The governing body last night approved a plan to consolidate its restaurant inspections, healthcare for shut-ins and other health-related services under a single contract with the Monmouth County Health Department.

Borough Administrator Stanley Sickels says the change will save Red Bank $90,000 a year.

The deal would impact the Visiting Nurse Association of Central Jersey, which has its headquarters in town and now provides nursing services to the elderly and indigent under a contract that was to have cost the borough $33,000 this year. Under the change, the VNA would continue to provide those services, but under a contract negotiated by the county, Sickels says.

"These are desperate times, and we're looking to save money any way we can," he tells redbankgreen.

The move follows a deal struck in January under which the borough will buy road salt and other goods and services from the county public works department, which has greater pricing leverage, officials say.

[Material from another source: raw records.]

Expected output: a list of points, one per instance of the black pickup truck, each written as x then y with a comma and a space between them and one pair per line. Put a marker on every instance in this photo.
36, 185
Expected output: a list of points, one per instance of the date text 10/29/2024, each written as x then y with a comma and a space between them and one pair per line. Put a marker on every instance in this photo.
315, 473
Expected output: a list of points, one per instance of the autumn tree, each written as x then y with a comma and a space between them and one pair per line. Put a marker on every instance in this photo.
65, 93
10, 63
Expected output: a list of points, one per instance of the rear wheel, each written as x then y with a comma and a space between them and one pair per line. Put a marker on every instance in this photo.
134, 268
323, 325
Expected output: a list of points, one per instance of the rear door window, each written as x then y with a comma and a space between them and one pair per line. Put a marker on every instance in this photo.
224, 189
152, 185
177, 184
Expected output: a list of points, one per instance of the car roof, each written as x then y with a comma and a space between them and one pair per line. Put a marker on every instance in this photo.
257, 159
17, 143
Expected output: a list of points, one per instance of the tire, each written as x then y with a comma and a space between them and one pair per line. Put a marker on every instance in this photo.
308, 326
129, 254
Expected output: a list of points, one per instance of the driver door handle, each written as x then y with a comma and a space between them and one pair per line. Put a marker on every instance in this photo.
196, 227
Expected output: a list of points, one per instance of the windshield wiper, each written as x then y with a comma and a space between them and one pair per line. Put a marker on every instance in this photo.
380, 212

That move also obviated the need for Red Bank to buy a structure to keep the salt dry, saving more than $100,000 in itself.

Sickels says that for the past six years or so, since the retirement of borough health officer Fred Richart, Red Bank has contracted for restaurant inspections and health-related property issues with the Monmouth County Regional Health Commission, which despite it's name is not a county government agency.

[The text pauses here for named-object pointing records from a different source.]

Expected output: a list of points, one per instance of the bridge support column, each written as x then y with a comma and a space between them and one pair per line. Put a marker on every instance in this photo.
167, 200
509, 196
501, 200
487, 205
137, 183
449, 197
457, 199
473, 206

That contract was to have cost the borough $143,000 next year, he says. But the county health department, basing its charges on property valuations, quoted the borough a cost of $96,000 to provide services provided by both the MCRHC and the VNA, Sickels says.

He says that county health office Michael Meddis has assured the borough that there will be an "apples to apples" comparability of services and no drop-off in quality.

Because the MCRHC contract requires six months notice to terminate, that aspect of the deal with the county won't take effect until September, Sickels says.